Alexandra Popp wechselt nach 14 Jahren, 13 Pokalsiegen und sieben Meisterschaften ablösefrei zum Regionalligisten Borussia Dortmund. Die 34-Jährige unterschreibt bis 2029 – und bekennt: „Ich wollte diese Chance nicht verpassen.“

Ein herzschlagtransfer, kein routinewechsel

Ein herzschlagtransfer, kein routinewechsel

Der BVB hatte die Frauenabteilung erst 2020 gegründet. Jetzt landet er den Prestige-Coup der Liga. Popp, dreimalige Fußballerin des Jahres, wird künftig in Schwarz-Gelb auflaufen – womöglich sogar in der Regionalliga West, wenn der Aufstieg gegen Köln II noch vor Saisonende misslingt. Ein Jahr Drittklassigkeit nach Champions-League-Nächten?
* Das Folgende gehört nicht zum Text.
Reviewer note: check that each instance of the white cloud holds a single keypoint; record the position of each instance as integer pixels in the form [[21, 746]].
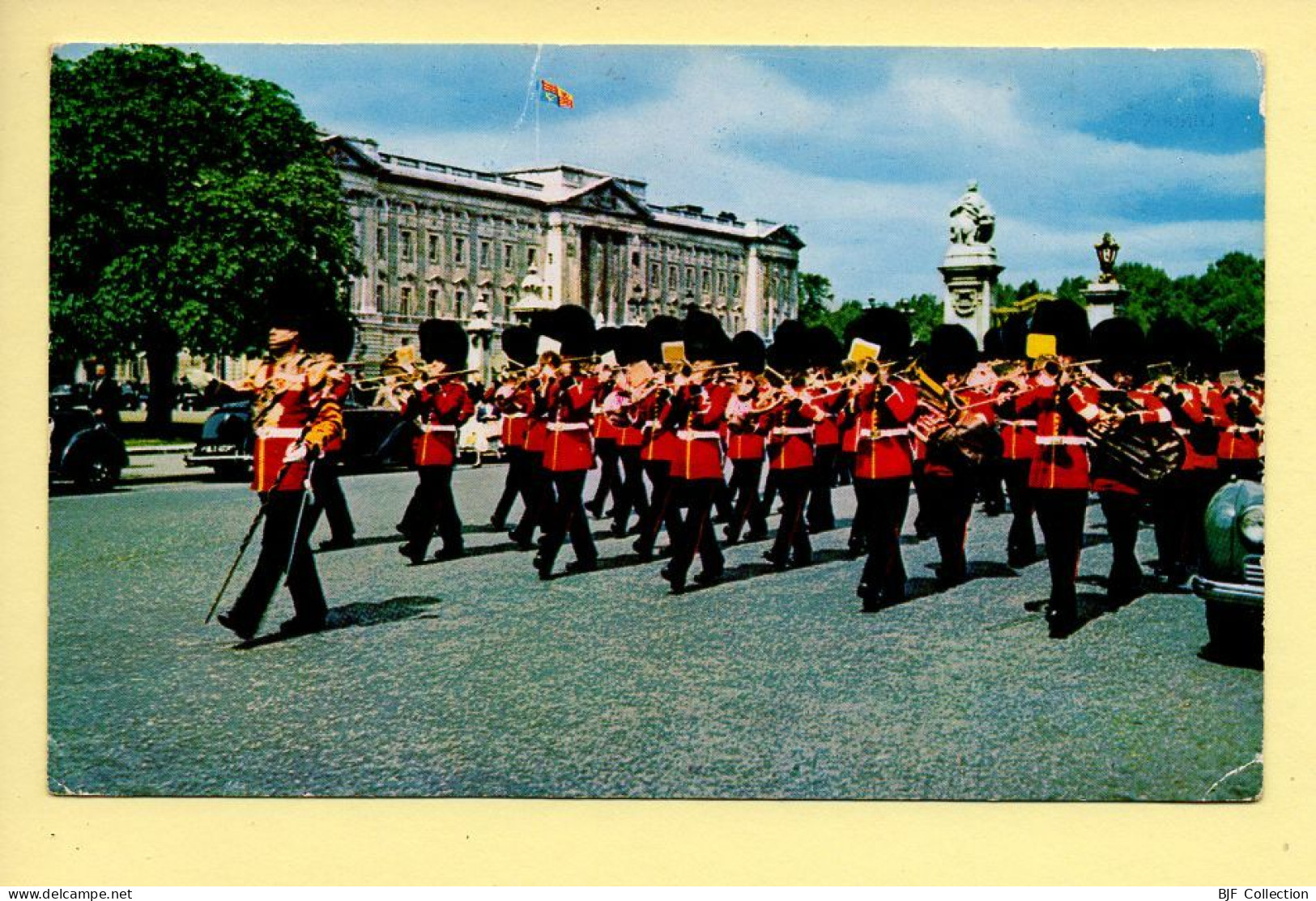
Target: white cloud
[[879, 227]]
Für Popp kein Makel, sondern Teil des Plans. „Ich komme langsam Richtung Ende meiner Karriere“, sagt sie, „und mein Körper fragt nach neuen Reizen.“

Die Signal kommt vom Klub, nicht vom Markt. BVB-Geschäftsführerin Svenja Schlenker spricht von einem „dicken Ausrufezeichen“ für die Zukunft des Frauenfußballs in Dortmund. Die Botschaft: Ein Leuchtturm wechselt nicht wegen Geld, sondern wegen Liebe – und weil der Verein endlich ernst macht.
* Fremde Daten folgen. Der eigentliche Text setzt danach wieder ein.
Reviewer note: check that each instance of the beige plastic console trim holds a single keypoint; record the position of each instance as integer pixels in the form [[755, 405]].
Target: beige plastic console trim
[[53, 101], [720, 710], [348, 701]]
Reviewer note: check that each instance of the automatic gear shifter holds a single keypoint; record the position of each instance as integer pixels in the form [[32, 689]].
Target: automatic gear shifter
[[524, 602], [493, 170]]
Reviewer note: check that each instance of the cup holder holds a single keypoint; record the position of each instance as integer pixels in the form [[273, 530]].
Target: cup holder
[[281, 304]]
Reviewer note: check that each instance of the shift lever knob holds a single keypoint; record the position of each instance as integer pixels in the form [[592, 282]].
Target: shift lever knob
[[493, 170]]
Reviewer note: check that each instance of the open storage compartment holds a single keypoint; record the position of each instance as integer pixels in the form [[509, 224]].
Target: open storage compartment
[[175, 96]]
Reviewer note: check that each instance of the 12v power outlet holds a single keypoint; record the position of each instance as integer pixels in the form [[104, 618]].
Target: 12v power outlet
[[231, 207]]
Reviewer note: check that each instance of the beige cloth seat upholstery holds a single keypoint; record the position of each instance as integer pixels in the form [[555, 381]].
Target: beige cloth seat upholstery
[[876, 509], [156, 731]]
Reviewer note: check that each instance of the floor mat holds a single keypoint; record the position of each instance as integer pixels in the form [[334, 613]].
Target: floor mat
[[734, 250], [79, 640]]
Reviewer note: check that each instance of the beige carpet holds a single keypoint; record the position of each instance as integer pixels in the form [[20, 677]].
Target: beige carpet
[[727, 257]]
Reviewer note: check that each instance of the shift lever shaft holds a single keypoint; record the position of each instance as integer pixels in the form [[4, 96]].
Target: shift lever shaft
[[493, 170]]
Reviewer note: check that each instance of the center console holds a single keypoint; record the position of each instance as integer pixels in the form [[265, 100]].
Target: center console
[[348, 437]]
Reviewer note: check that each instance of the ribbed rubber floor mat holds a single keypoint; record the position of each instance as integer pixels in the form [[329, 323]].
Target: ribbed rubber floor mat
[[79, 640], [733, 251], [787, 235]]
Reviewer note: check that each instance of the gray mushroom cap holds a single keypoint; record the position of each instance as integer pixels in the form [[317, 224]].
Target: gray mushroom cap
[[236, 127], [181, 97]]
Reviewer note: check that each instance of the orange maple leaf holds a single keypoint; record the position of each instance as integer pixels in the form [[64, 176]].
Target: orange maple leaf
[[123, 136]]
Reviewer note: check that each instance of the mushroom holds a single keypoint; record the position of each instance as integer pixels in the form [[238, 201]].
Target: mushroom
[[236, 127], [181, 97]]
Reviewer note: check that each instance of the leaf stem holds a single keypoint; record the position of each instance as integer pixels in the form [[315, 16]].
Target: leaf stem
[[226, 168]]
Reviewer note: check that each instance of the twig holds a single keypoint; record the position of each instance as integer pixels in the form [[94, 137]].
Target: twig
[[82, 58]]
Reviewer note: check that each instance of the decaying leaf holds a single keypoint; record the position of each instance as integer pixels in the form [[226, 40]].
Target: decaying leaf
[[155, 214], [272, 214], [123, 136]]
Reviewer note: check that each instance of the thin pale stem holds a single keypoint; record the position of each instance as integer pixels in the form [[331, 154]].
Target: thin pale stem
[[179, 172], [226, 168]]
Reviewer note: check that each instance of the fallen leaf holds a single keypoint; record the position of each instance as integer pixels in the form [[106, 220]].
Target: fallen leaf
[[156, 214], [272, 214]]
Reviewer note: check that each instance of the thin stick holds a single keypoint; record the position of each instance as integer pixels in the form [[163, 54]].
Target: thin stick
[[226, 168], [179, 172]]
Wolfsburg reagiert cool, Köln spürt den DruckDie Niedersachsen verlieren ihre Torjägerin, nicht ihre Kontrolle. Mit Giovanna Hoffmann ist bereits die nächste Nationalspielerin verpflichtet. Sportchef Ralf Kellermann dankt Popp für „eine Epoche voller Titel“ und schickt sie mit dem Segnen der Wölfinnen Richtung Revier. Dort wartet ein Kader mit Bundesliga-Erfahrung: Friederike Kempe (Ex-Leipzig), Annika Enderle (Ex-Essen) und Coach Markus Högner, der die SGS Essen jahrelang oben hielt.
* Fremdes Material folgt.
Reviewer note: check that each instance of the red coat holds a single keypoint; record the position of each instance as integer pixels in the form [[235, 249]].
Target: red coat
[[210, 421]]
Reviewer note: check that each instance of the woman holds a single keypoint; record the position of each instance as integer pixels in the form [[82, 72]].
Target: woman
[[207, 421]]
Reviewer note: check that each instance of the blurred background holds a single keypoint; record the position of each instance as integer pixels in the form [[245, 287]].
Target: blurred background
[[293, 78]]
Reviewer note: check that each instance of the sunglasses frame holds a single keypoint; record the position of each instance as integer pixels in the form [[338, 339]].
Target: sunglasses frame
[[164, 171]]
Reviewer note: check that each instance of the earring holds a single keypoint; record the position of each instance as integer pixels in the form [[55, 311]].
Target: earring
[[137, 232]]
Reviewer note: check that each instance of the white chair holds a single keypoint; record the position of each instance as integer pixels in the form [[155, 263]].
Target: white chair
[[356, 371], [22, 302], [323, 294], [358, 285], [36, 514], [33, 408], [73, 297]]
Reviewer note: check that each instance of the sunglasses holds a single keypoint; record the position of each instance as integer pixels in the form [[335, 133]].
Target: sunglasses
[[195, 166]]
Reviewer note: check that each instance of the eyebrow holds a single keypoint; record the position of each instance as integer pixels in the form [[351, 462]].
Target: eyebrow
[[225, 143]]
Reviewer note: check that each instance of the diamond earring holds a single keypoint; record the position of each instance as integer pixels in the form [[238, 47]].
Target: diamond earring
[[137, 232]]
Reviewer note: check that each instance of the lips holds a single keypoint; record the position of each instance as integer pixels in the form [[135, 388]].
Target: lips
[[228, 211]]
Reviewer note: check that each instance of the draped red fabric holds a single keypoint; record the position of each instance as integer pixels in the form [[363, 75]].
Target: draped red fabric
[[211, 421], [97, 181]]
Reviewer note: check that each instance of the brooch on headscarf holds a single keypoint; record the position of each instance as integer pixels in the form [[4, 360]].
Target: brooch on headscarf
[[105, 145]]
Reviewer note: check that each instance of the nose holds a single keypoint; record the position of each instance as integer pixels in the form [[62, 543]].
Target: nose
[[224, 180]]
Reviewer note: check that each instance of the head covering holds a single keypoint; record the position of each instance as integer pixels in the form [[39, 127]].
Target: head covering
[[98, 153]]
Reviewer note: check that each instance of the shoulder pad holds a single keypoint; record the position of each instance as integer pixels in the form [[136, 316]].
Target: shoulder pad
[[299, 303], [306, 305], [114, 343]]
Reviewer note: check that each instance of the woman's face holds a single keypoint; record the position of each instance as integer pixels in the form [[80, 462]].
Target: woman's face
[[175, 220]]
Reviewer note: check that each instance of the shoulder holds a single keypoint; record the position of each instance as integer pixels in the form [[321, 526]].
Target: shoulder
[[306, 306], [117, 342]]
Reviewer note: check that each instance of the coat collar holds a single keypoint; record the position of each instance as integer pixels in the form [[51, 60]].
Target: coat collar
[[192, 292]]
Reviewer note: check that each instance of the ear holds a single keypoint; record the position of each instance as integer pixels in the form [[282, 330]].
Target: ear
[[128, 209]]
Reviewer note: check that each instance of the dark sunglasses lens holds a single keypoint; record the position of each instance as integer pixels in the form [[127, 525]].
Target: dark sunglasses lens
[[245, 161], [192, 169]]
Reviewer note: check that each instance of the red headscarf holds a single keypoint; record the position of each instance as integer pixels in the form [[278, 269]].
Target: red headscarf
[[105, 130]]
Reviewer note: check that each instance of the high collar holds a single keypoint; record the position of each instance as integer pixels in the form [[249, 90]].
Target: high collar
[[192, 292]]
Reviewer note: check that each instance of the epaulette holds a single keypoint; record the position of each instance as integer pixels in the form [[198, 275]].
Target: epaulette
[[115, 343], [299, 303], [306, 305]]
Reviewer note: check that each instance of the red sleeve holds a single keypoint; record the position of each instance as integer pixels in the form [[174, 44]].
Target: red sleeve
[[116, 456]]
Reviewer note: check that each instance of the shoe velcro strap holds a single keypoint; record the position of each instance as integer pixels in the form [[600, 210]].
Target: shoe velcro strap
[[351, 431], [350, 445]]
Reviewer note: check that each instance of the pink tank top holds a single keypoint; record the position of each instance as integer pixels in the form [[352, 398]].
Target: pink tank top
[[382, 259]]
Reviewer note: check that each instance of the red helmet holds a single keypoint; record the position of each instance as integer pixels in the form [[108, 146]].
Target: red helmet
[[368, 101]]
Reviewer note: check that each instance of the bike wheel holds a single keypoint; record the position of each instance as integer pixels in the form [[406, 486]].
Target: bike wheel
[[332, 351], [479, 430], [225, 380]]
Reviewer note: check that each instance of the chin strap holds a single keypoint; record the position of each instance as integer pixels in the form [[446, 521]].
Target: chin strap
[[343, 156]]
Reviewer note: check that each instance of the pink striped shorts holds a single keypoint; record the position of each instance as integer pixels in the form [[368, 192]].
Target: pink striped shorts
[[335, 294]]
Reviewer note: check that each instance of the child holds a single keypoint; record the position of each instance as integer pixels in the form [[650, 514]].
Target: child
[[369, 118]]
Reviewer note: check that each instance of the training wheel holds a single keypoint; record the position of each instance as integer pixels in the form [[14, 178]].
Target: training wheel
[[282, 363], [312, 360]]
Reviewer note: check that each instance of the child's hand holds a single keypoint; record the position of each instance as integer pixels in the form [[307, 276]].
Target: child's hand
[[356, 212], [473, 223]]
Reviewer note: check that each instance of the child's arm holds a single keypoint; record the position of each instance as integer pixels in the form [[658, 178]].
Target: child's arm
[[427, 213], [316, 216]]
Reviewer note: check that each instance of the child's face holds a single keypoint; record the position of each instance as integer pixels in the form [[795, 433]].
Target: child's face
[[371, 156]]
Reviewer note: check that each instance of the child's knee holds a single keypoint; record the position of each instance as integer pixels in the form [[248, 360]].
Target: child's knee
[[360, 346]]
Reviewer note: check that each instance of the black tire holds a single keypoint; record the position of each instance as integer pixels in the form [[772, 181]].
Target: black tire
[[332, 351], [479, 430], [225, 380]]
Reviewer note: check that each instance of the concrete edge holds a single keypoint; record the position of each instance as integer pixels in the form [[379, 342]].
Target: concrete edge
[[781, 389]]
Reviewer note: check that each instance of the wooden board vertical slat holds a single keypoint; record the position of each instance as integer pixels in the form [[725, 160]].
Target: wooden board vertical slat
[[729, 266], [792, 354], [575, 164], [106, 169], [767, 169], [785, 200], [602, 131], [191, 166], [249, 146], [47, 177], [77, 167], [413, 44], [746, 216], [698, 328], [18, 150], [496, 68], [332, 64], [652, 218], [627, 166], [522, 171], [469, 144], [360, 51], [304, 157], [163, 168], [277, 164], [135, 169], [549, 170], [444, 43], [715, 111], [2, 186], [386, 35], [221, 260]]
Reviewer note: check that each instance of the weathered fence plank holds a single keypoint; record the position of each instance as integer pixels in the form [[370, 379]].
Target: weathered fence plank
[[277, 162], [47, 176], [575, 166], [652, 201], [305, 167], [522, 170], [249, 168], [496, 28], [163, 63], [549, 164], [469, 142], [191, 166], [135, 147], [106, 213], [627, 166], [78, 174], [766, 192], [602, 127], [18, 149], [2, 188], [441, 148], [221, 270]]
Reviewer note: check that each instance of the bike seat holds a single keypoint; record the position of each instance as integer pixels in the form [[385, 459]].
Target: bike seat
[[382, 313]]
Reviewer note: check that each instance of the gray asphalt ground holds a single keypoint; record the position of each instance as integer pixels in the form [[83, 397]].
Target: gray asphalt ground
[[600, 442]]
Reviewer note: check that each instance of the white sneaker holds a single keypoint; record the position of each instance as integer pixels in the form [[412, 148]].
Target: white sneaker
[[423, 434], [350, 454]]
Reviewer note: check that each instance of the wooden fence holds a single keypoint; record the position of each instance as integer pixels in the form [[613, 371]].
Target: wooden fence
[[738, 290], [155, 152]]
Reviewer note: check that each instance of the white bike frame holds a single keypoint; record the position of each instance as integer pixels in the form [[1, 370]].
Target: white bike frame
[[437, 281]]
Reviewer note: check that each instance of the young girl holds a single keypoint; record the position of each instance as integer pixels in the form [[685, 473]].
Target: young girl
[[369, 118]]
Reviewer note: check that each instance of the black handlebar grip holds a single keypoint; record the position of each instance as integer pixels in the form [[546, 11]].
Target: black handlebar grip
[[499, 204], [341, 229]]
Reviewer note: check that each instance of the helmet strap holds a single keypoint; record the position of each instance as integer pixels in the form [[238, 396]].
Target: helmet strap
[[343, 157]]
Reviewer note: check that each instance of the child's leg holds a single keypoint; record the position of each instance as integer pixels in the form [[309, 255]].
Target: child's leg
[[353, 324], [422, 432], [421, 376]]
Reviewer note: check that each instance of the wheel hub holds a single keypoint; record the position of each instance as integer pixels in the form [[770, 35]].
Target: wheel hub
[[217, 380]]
Für den Rest der Regionalliga-Saison bleibt die Frage: Schafft Dortmund den Aufstieg noch ohne Popp? Oder startet die Ikone 2025/26 tatsächlich in der 2. Liga? Die Antwort entscheidet sich am 25. Mai im letzten Spieltag. Bis dahin trainiert sie schon mit – und jedes ihrer Lächeln wirbt mehr als jede Marketingkampagne.

Am Ende zählt nur eins: Ein Jahrhunderttalent kehrt heim, nicht weil es muss, sondern weil es kann. Und weil der BVB endlich bereit ist, seine Frauen nicht mehr nur nebenher laufen zu lassen.